Results from this year’s Black Friday event show an increase in sales, with e-commerce once again the clear winner over bricks and mortar retailers.
The amount spent on UK online retail sites on Black Friday 2017 was up by 11.7 per cent to £1.39bn, according to data from IMRG. This was ahead of the original forecast of +9 per cent growth for the day.
Of that spend, 39 per cent of transactions were completed on a smartphone, with the device taking the highest share of sales against desktop and tablet. While this is not the first time this device has accounted for the highest share, it is unusual given Friday was a standard working day (people tend to use the device of most convenience, and many would have had access to their desktops at work).
This stronger-than-expected performance was achieved in spite of a number of factors that could have exerted a negative influence on growth:
• Black Friday was relatively early in 2017 (24 November – it is the fourth Thursday in November, which shifts earlier or later in the month each year), so it occurred before payday for a greater number of people than has been the case over the past few years;
• Businesses in multiple other sectors now run their own Black Friday campaigns, which could divert spend away from retail; however, this doesn’t seem to have caused a particularly significant impact yet, it may be that most people are quite focused on assigning their available income to covering Christmas; and
• Many retailers launch their Black Friday discounting campaigns in advance of the day itself, extending the peak activity over a longer period.

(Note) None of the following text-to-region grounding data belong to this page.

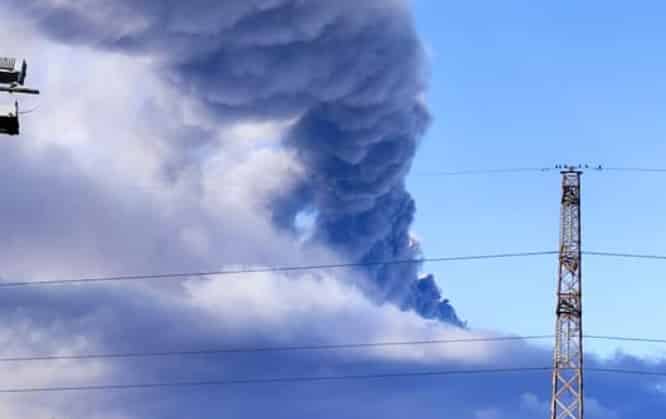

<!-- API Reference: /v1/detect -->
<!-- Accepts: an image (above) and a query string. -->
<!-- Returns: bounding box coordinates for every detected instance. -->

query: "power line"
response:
[602,167,666,173]
[590,368,666,377]
[1,334,663,364]
[0,251,558,288]
[0,367,662,394]
[0,367,552,393]
[586,335,666,344]
[0,335,554,363]
[414,168,554,176]
[584,251,666,261]
[413,165,666,177]
[1,249,664,289]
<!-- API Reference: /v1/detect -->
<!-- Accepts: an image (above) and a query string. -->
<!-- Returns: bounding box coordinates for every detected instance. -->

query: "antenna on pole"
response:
[0,56,40,136]
[550,165,584,419]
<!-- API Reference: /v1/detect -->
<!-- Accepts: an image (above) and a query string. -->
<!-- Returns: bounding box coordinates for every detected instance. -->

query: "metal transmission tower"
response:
[550,166,584,419]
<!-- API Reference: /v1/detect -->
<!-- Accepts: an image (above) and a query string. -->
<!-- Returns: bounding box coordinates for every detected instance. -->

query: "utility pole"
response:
[0,56,40,136]
[550,166,584,419]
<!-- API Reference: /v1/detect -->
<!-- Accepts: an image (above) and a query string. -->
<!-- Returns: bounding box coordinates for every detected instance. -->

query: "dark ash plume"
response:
[15,0,463,326]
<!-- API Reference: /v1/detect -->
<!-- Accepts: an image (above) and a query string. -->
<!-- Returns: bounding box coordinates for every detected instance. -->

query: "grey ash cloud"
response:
[14,0,461,324]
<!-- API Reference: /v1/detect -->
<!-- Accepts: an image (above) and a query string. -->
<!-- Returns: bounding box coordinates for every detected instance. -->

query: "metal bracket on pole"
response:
[0,85,40,95]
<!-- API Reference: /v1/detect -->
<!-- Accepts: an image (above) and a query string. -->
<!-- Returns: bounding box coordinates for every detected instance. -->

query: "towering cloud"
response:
[15,0,462,325]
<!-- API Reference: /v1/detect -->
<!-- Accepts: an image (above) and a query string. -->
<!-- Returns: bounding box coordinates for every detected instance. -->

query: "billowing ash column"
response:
[15,0,463,326]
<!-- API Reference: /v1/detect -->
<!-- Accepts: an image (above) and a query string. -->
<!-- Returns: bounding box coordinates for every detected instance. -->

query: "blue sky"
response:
[409,0,666,357]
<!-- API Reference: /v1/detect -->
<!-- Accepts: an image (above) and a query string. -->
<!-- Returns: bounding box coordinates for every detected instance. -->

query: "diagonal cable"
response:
[0,251,558,288]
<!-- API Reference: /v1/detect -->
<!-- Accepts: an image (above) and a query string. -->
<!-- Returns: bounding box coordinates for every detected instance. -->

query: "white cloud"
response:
[184,271,496,364]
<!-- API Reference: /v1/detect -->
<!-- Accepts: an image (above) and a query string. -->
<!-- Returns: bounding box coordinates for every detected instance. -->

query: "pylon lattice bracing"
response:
[550,169,584,419]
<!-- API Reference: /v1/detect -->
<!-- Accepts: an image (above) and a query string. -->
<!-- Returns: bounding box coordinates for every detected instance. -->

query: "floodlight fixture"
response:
[0,101,19,136]
[0,57,28,86]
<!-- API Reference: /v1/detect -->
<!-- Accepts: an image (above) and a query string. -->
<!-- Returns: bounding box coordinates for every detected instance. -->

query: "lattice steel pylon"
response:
[550,167,584,419]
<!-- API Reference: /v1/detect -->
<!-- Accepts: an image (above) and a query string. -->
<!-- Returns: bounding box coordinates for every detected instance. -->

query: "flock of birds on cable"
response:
[0,56,40,136]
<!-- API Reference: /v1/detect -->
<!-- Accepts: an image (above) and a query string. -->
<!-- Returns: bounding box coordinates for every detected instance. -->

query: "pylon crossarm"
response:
[0,85,40,95]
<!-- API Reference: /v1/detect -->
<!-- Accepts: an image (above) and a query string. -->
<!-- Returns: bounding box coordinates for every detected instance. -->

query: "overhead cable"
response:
[414,168,554,176]
[1,334,664,364]
[413,165,666,177]
[602,167,666,173]
[0,251,558,288]
[0,367,663,394]
[0,367,552,393]
[584,251,666,261]
[2,250,665,289]
[586,335,666,344]
[0,335,554,363]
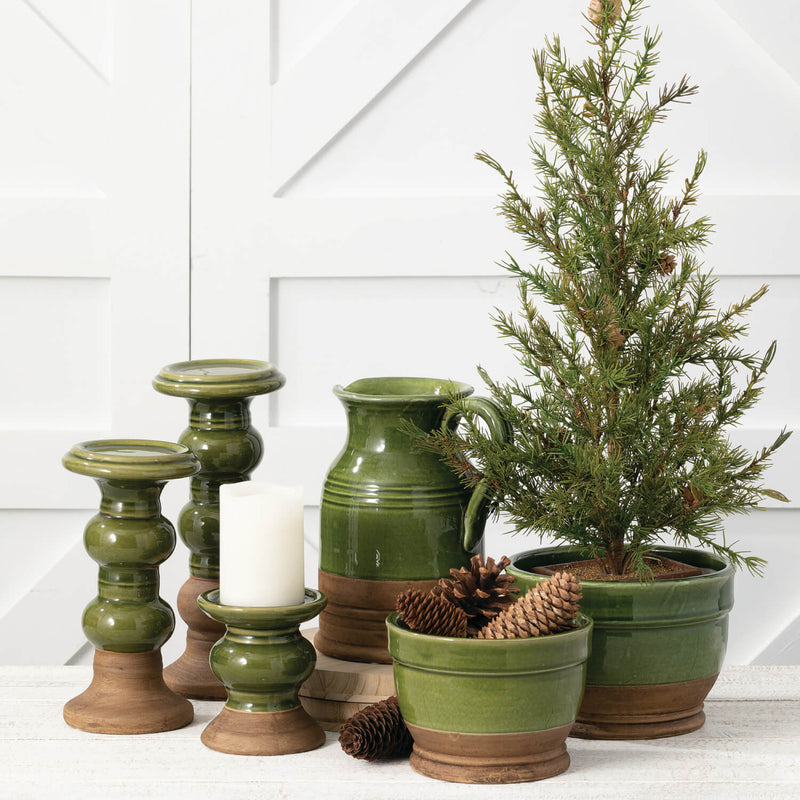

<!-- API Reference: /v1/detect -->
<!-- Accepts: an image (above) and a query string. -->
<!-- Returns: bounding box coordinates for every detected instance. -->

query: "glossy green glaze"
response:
[387,612,592,734]
[320,377,510,580]
[198,589,326,713]
[508,546,734,686]
[153,359,285,580]
[63,440,199,653]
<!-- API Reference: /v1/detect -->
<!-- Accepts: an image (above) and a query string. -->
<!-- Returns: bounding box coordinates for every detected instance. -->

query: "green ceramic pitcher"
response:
[315,376,510,663]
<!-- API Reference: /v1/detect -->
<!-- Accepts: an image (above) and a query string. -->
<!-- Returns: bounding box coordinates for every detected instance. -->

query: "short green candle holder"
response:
[197,588,327,756]
[153,358,285,699]
[62,439,199,734]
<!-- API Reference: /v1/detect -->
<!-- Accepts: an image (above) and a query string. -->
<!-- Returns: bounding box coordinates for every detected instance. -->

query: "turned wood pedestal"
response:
[61,439,199,734]
[153,359,285,699]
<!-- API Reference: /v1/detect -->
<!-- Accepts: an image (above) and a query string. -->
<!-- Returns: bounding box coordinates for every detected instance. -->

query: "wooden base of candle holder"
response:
[63,650,194,735]
[164,576,227,699]
[201,705,325,755]
[198,588,327,756]
[299,629,395,731]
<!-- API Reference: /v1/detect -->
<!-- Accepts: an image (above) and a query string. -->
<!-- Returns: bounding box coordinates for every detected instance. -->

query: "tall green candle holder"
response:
[62,440,199,734]
[197,589,327,756]
[153,359,286,699]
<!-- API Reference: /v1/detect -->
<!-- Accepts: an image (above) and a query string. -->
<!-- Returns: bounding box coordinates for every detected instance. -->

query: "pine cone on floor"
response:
[339,696,414,761]
[478,571,582,639]
[431,554,520,636]
[396,588,468,637]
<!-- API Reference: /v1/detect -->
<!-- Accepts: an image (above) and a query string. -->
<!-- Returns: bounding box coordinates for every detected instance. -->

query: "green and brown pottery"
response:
[153,358,285,698]
[387,612,592,783]
[62,439,199,734]
[317,377,510,664]
[508,545,734,739]
[197,588,327,756]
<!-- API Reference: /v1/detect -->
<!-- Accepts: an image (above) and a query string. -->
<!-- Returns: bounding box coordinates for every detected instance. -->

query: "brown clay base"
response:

Data from customer relationship experts Optimove confirms the observations and also reveals a positive result for retailers.
Analysis of over 7 million unique e-commerce transactions this Black Friday shows that the average discount on an order decreased by 12 percent compared to last year, whilst the average order amount grew by 9 percent compared to that of 2016.
This suggests that online customers were willing to spend more on more items on Black Friday 2017. The average number of items in an order grew by 7 percent compared to last year’s sales day figures. Customers did not insist on receiving such big discounts in order to complete their transactions.
Pini Yakuel, founder and CEO of Optimove, comments: “As the numbers come in after Black Friday, it is clear that more shoppers are opting to buy online rather than in-store. Which is why it is more important than ever that retailers understand the behaviours and motivations of their online customers.
“Contrary to traditional analysis of the Black Friday phenomenon, our data shows that most of the individuals shopping with a brand on the day are actually returning, rather than completely new, customers. On Black Friday last year, our research showed that 71 percent of shoppers had bought something from the brand before at some stage. And this trend continues.”
He adds: “This year, the share of Black Friday transactions which were made by first-time shoppers decreased by a further 18 percent. Customers’ pre-existing contact with a brand goes some way towards explaining why shoppers have been willing to buy more items without such high discounts this year.
“Despite the supposed ‘death’ of customer loyalty, driven in part by the ease of price comparison online, there are signs that days like Black Friday may be helping retailers to keep customers coming back to their brand. The challenge for retailers is to continue building on this relationship outside of the pre-Christmas and sales period.
“If retailers can continue to exchange value with their online customers – offering specific offers, personalised communications and experiences – then these positive trends can continue into the sparser months, January and beyond.”